One last thing: More than once, Mr. Rosenburg said something along the lines of "Speak your truth in a way that people receive it as a gift." Isn't that a nice dictum for making art?

Monday, April 09, 2007

Change Is Possible!

I really really believe in the capacity for change. It seems like there are a lot of cultural messages like "people don't change" or "you can't teach an old dog new tricks" and just a general malaise about the capacit for people to evolve and change.

But then again, I feel like I've changed so much (thank goodness!) - and I've also been given the beautiful opportunity of watching others change and evolve. This is a particularly inspiring and rewarding part of teaching yoga - observing the growth of people in my classes.

Last week I was at class with my teacher, and we were working on a pose that has always been very hard (read: impossible) and scary for me. I see other people do it, and I can't even imagine it in my body - it really seems unimaginable. But, of course, I try anyway.
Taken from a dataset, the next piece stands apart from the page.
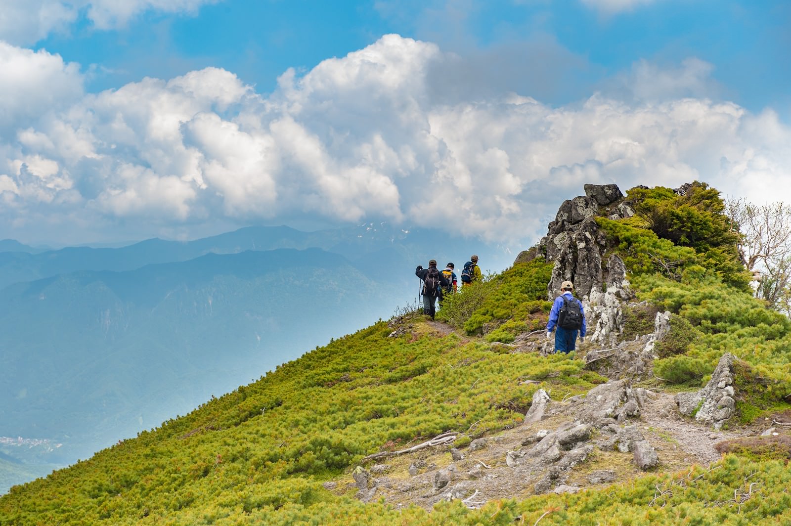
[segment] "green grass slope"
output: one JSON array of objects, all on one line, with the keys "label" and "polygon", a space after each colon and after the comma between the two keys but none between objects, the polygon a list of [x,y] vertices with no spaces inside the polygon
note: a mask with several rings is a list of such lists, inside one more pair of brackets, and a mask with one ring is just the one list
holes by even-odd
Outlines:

And then there it was - this week it was notably lighter, more comfortable, available. Still not quite there, but suddenly visible on the horizon.

I popped up and exclaimed "Wow! Change IS possible!"

I LOVE this about yoga. It is a practice that helps you observe the possibilty for change. It gives you the chance to see tangible results of change. And, of course, it literally helps you change. The poses are just an outward result of what's changing internally. And then, when I have an experience like this - it reminds me that all people in the world are capable of change. They won't necessarily change, but they certainly could. It's such a feeling of relief, possibility, humanity.
Incidentally, that's a picture of a shedded snake skin. In case you were wondering.